Not sure, you may want to search by going to the Greens Masjid. I am sure people there would have an idea


----------



## samanbengali (Jan 13, 2012)

Well actually there's a mosque just next to lulu, but it's new n hardly any women ever come there. So it would be nice yo go o a centre where I can meet other people as well.


----------



## Tropicana (Apr 29, 2010)

I understand. I have been searching for such "community centre" style masajid here , but hardly find any....

I am guessing the Greens Masjid might be more of that type than the one next to Lulu's

Hope you dont mind me asking, are you of Bengali origin ?

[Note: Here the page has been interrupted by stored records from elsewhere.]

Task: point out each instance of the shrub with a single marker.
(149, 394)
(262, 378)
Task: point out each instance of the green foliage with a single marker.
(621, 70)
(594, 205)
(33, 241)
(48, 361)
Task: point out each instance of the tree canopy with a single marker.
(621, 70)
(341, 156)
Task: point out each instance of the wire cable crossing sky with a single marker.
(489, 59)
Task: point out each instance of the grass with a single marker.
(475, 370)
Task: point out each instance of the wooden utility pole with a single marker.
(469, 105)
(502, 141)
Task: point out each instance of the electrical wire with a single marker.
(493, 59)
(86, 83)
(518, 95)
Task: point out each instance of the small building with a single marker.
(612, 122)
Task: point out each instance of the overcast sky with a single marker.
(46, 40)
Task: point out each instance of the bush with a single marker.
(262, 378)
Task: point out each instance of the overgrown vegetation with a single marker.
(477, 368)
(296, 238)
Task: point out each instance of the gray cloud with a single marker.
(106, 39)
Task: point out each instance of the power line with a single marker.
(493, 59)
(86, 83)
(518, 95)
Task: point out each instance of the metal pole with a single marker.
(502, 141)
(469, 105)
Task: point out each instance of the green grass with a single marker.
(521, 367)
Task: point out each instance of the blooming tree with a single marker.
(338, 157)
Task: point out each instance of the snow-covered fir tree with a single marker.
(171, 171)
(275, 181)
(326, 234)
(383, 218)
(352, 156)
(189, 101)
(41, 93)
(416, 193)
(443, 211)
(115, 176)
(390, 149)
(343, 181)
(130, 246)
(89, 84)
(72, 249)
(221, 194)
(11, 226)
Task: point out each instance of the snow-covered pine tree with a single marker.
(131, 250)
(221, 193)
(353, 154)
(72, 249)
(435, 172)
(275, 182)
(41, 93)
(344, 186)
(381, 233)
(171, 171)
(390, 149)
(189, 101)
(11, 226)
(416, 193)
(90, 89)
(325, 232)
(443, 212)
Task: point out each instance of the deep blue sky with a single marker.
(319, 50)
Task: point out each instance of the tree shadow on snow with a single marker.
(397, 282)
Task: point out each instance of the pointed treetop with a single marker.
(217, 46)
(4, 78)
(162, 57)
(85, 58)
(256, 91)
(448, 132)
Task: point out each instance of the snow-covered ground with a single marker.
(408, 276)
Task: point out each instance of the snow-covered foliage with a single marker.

Just asking as since I moved to Dubai I hardly met many Bengalis, I know they exist but Dubai is so spread out you never seem to meet any !


----------



## samanbengali (Jan 13, 2012)

I'm a Pakistani actually with parents who migrated from india. Bengali is my family name as family had businesses there before we split up. Where do u live ? And when did u move to Dubai ? Maybe we could meet up at the mosque sometime


----------



## saima1215 (May 31, 2010)

Tropicana said:


> I understand. I have been searching for such "community centre" style masajid here , but hardly find any....
> 
> I am guessing the Greens Masjid might be more of that type than the one next to Lulu's
> 
> ...


Hi! Are you Bengali? Since I've moved here I've hardly met any as well. I'm American/Bengali. I was born and raised in NY but my parents are from Bangladesh.


----------



## ibkiss (Feb 1, 2012)

saima1215 said:


> Hi! Are you Bengali? Since I've moved here I've hardly met any as well. I'm American/Bengali. I was born and raised in NY but my parents are from Bangladesh.


Well , this forum does really unite folks coz I fall in ure community & wanna just say hi !!!
There are many bengalis but not many in freehold areas like greens probably you'd find them in the older areas of dubai like deira & many are in ajman .... hope this helps as I'm in uae for uhmm 20 yrs


----------